The US Supreme Court on June 23 opened the way for the Administration of US President Donald Trump to quickly deport certain migrants to countries from which they do not originate.

This is reported by The Wall Street Journal.

A US District Court previously ruled that the White House administration is required to give migrants who are scheduled to be deported time to express concerns about possible persecution or torture in the country to which they are scheduled to be deported — and additional time if those concerns are well-founded.

The Trump administration asked the Supreme Court to intervene, arguing that the lower court had improperly interfered with the presidentʼs foreign policy powers. The Supreme Courtʼs conservative majority voted to overturn the decision.

As is typical of urgent Supreme Court decisions, the majority did not explain its reasoning. Three liberal justices dissented, accusing the majority of disregarding due process requirements for migrants who could be sent to countries unknown to them.

"The Department of Homeland Security can now exercise its legal authority and remove illegal immigrants to a country that is willing to accept them. Launch deportation planes," said Department of Homeland Security spokeswoman Tricia McLaughlin.

Trumpʼs immigration policy

On the first day of his presidency, Donald Trump signed an executive order prohibiting the issuance of American citizenship documents to children born in the United States to parents who are either illegally in the United States or in situations where the mother is temporarily in the United States, for example, on a visa, and the father is not a citizen.

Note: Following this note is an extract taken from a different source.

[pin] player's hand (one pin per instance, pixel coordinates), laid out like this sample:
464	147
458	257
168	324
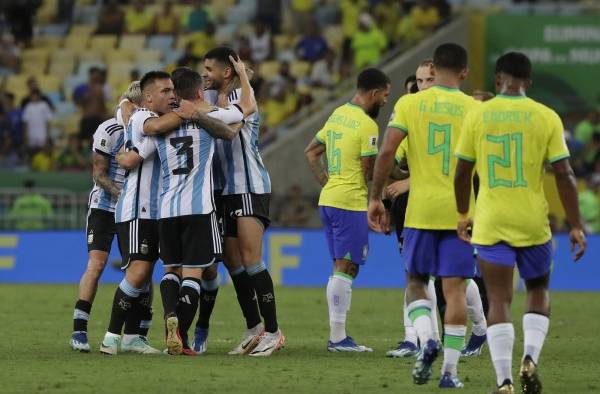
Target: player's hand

And the next day, he signed an executive order closing the countryʼs southern border with Mexico to "illegal migrants" and ordering the deportation of those who entered the United States illegally from Mexico.

The United States subsequently suspended a number of programs that allowed immigrants to temporarily settle in the country. In particular, the Uniting for Ukraine program, which allowed Ukrainians to enter. The decision will block the entry of immigrants fleeing some of the most unstable and dangerous places in the world. In addition to Ukraine, the programs offered temporary protection to immigrants from Cuba, Haiti, and Venezuela.

And at the end of March, Trump stripped 530 000 Cubans, Haitians, Nicaraguans, and Venezuelans of their legal status, which allowed them to legally reside in the United States.